You will have heard how powerful compound interest is at building wealth but how do you calculate the future value of a savings account of, for example R10 000/year over 40 years if you reinvest the interest every month?

Compound interest is an incredibly powerful force in retirement savings, in fact, it’s one of the most important tools you have in your in vesting and savings arsenal when it comes to building a retirement portfolio that will allow you to retire with complete peace of mind.

Compound interest is the interest earned on the capital of an investment, as well as on any previously accrued interest. This means that over time, your interest earnings can grow exponentially as you reinvest them back into your portfolio. The longer you let your interest accrue, the more powerful the effect becomes.

Investing for retirement is all about consistently investing over a long period of time. Any market analyst will show you that over time the markets are always on an upward trajectory, the key is not to fear the short term downturns but to keep investing every month at the same level to achieve a long term positive outcome. This is exactly how compound interest works, long term investing of your capital and interest which then compounds into a very nice return over time.

Time is your greatest ally when investing and the smart money says to start investing from your first paycheck and keep investing every single month from that day onward. The longer you have to invest, the more time your money has to grow and compound.

### Investing Scenario

Let’s say you start investing R10,000 per year in a retirement account at age 25. Thats is less than R1000/month. Lets assume an annual return of 8% which is a money market account or similar at most banks these days.

When you get to 65, your investment will have grown to a little over R3 000 000.

If you had started investing just five years later, at age 30, your investment would only be worth around $2 080 000. That’s a difference of over R1 000 000 by starting just 5 years later.

The power of compound interest is especially evident when you consider the effects of compounding over time. Let’s say you invest that same R10 000 per year at age 25, but instead of investing for 40 years, you invest for 50 years. Assuming the same 8% annual return, your investment will have grown to over R9 000,000 by the time you reach age 75. That’s almost three times as much as if you had invested for just 40 years.

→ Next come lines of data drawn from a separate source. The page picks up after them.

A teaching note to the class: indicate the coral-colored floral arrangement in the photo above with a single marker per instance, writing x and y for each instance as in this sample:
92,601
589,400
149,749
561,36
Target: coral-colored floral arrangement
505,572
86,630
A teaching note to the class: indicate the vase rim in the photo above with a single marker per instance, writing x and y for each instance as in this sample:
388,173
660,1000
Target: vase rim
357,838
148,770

It really is as simple as that. Start early, invest consistently, capitalise the interest and you will reap the incredible rewards of the “power of compound interest”. Now imagine you invested in a portfolio of stocks that showed a higher return over long periods! It all depends on what your attitude towards risk is. You can of course diversify your portfolio by having a conservative savings investment like the example above and then to invest into a different type of fund that has a higher risk profile but over time will again offer higher potential returns. It is always the right thing to do to consult a financial advisor to help you prepare for retirement and optimize your investmkent portfolio but be sure that the fees are not exorbitant. Fees can have a significant impact on your returns.

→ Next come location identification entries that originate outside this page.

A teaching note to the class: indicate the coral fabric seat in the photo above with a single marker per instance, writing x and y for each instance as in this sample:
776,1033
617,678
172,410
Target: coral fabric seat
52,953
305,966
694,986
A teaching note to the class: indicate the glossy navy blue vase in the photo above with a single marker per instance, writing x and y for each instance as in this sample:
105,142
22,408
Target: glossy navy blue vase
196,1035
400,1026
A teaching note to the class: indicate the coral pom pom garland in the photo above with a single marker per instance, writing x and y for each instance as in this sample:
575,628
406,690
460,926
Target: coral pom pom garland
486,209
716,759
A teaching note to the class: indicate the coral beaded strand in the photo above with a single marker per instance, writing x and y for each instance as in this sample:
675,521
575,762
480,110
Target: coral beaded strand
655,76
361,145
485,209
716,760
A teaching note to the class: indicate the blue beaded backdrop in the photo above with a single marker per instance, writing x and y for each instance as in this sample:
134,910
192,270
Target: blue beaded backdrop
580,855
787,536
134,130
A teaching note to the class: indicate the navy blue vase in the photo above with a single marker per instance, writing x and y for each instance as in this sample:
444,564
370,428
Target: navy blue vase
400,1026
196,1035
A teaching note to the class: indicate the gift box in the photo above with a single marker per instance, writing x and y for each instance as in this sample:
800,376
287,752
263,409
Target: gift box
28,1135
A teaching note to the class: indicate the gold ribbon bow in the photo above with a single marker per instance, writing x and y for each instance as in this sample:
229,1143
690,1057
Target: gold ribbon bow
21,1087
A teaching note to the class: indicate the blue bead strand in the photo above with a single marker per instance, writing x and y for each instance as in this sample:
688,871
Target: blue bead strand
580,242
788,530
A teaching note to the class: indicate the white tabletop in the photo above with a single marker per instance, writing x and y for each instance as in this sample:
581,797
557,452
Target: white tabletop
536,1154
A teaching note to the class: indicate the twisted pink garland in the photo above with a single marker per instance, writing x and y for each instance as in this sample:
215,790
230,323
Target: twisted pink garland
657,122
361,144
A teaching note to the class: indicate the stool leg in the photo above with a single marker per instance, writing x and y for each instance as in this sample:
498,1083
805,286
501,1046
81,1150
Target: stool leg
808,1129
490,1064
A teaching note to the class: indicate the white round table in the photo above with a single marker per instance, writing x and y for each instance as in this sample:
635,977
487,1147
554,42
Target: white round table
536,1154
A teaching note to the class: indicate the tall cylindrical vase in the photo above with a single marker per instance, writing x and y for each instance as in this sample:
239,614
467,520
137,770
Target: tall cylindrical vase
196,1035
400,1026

By allowing your interest earnings to compound over time, you can significantly grow the value of your retirement portfolio. The key is to start investing as early as possible and to give your money as much time as possible to grow and compound. So if you haven’t already started investing for retirement, now is the time to get started. Your future self will thank you.

## Future value equation

Here are the equations that will help you calculate the future value of your investment strategy.

### Example 1

You Invest R10 000 per year for 40 years at an annual return of 8%

Assuming annual contributions of R10 000 and an annual return of 8%, the value of the investment after 40 years can be calculated using the following formula:

Equation

FV = P * (((1 + r) ^ n) – 1) / r

FV = future value

P = periodic contribution (in this case, R10 000 per year)

r = annual interest rate (as a decimal, so 8% = 0.08)

n = number of periods (in this case, 40 years)

Using these values, the future value of the investment can be calculated as follows:

FV = R10 000 * (((1 + 0.08) ^ 40) – 1) / 0.08 = R3 015 055.62

### Example 2

Investing R1,000 per year for 50 years at an annual return of 8%

Using the same formula as above, the future value of the investment can be calculated for 50 years as follows:

FV = R10,000 * (((1 + 0.08) ^ 50) – 1) / 0.08 = R6 665 733.81

As you can see, the power of compound interest is evident when you compare the future values of the two investments. By investing for an extra 10 years, the future value of the investment more than doubled. This is why it’s so important to start investing for retirement as early as possible and to give your money as much time as possible to grow and compound.